Aug 08 2008

Cans of worms?

Category: GeneralDave @ 11:14

It’s a hot summer’s day. You go into a small shop and take a can of something cold and fizzy out of the fridge, pay for it and, before you’ve even left the shop, you’ve pulled the ring-pull and taken a long, satisfying slug that’s coolly trickling down your throat. Great!

Now we’ve all done this at one time or another but think about this for a moment: you’ve just stuck into your mouth something that you have no idea where it’s been nor now it’s been stored. You didn’t clean it before drinking, did you? Of course not.

Have you ever been in the back room of a small corner shop? Or even a big one? They’re not the cleanest of places. The cans are usually delivered in shrink-wrap packs which keeps the worst of the dirt off. However, if a pack is opened and then only partly used, some of the remaining cans will be left uncovered. The pack may be on or near the floor so any dust kicked around (and there will be quite a bit) is going to land on the exposed cans.

Now here’s the thing: places like that are often frequented by mice, rats, cockroaches, and other insects. Apart from leaving their traces on the floor, they may well walk across the cans, urinating and/or defecating as they go. When you open the can, as the liquid leaves the can and enters your mouth, some of it inevitably ends up on the outside surface of the can first, thus washing off some of whatever dust etc is there. Need I go on?

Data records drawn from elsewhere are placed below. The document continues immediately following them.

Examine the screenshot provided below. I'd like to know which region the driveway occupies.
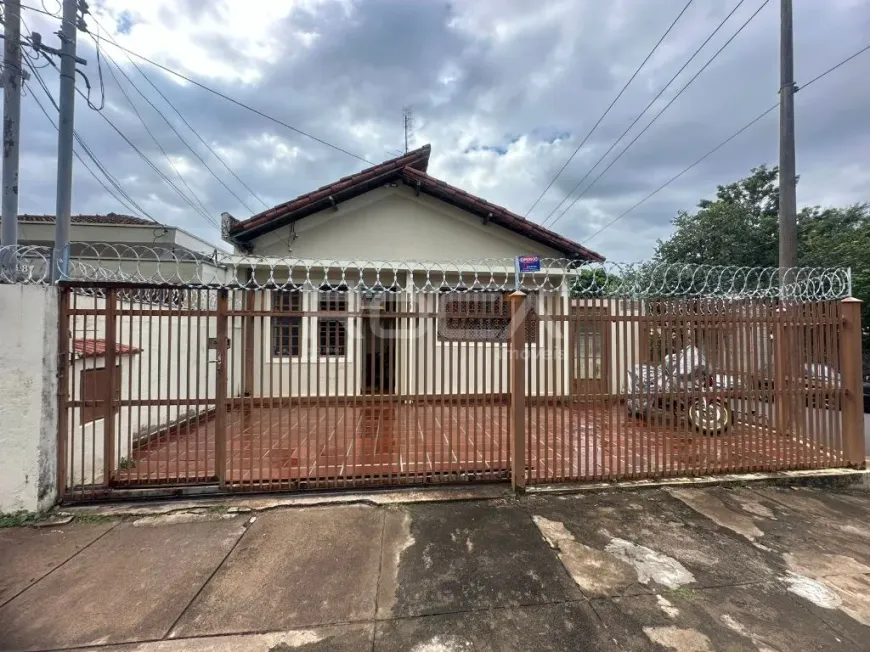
[0,487,870,652]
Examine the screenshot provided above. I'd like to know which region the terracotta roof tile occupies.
[230,145,431,236]
[402,168,604,262]
[73,338,140,358]
[230,145,604,262]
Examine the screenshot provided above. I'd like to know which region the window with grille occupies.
[438,290,538,343]
[272,290,302,358]
[80,366,121,423]
[317,286,347,356]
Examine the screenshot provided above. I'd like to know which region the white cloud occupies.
[15,0,870,260]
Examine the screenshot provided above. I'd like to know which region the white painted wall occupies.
[253,186,562,261]
[0,285,58,512]
[66,291,243,485]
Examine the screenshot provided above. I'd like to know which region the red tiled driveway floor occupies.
[115,403,842,489]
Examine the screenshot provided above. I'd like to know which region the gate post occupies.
[508,290,526,491]
[57,286,70,500]
[214,288,229,486]
[102,287,118,485]
[840,297,866,468]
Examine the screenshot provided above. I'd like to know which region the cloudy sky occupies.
[20,0,870,260]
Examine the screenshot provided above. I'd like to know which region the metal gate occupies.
[60,283,524,500]
[58,268,864,500]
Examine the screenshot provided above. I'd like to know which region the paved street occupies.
[0,487,870,652]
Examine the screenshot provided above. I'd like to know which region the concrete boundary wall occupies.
[0,285,58,512]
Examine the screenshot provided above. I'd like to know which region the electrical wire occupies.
[549,0,770,228]
[99,50,208,219]
[42,59,220,229]
[583,45,870,244]
[525,0,694,217]
[541,0,746,226]
[27,55,157,223]
[91,23,269,214]
[14,5,375,165]
[91,14,271,213]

The incidence of food poisoning and similar ailments has increased a lot over the last couple of decades and I can’t help wondering if drinking from ring-pull cans has contributed to this rise. This may not be such a new problem of course – before ring-pulls people would carry around one of those shiny pressed steel can openers so even ordinary cans could be opened on the hoof. Ring-pulls simply increased can sales as they are so much more convenient.

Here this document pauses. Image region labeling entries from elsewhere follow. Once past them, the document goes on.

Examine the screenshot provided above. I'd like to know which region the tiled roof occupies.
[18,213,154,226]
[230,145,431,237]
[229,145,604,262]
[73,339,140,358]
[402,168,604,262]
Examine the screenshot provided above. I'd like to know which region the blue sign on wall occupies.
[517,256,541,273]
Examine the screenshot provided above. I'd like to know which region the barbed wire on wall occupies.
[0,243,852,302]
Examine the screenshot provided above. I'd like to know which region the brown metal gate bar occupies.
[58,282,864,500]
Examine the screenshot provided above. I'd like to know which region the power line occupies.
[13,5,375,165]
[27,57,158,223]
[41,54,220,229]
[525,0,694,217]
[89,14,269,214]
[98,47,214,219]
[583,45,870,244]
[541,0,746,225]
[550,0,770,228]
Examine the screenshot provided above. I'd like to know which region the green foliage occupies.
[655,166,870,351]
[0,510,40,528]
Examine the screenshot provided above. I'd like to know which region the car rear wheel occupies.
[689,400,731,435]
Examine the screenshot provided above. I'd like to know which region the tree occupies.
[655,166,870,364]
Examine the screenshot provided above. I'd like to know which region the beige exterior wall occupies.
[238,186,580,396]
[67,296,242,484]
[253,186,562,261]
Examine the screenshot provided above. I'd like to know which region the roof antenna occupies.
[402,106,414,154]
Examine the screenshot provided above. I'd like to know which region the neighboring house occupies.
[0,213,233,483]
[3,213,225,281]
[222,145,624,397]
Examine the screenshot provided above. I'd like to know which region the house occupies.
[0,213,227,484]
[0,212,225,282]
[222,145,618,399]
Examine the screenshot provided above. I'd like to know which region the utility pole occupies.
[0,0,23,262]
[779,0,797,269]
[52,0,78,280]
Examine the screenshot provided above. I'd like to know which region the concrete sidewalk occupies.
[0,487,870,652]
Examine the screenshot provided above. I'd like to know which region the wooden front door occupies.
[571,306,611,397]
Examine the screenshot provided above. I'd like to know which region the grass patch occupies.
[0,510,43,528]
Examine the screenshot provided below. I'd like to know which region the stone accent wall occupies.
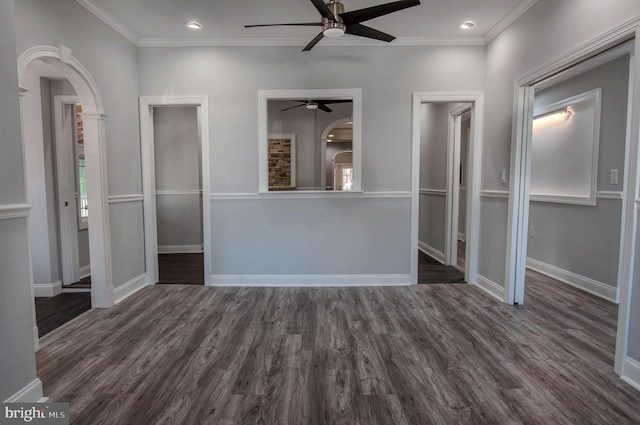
[269,139,291,189]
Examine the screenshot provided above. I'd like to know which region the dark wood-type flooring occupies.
[418,242,465,284]
[158,254,204,285]
[37,273,640,425]
[35,292,91,337]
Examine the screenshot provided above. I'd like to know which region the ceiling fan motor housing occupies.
[322,1,347,37]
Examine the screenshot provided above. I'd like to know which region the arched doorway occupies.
[18,46,113,308]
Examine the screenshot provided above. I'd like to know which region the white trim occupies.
[53,96,80,285]
[76,0,139,46]
[527,257,617,303]
[79,264,91,279]
[267,133,298,187]
[505,17,640,374]
[0,204,31,220]
[113,273,147,304]
[109,194,144,205]
[207,274,412,287]
[420,189,447,196]
[410,92,484,283]
[596,190,623,201]
[621,357,640,391]
[209,190,411,201]
[258,89,362,195]
[418,241,444,264]
[140,95,212,284]
[137,37,485,47]
[18,45,113,307]
[475,274,504,302]
[158,244,204,254]
[4,378,49,403]
[156,189,202,196]
[480,190,509,199]
[33,280,62,297]
[484,0,538,44]
[529,87,602,206]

I once discussed this issue with a local councillor who was looking for an “issue” to campaign on at a higher political level. He could see the sense of what I was saying and said he’d ensure that cans he used in the future would be clean, especially those used by his two little girls. However, he wasn’t interested in taking up the matter to campaign on as he felt there wouldn’t be many votes in it – and, I suspect, he didn’t like the idea of taking on so many vested interests. Who can blame him? Well I do: I thought he had integrity but he turned out to be just another politician.

I don’t buy or use ring-pull cans any more. Do you?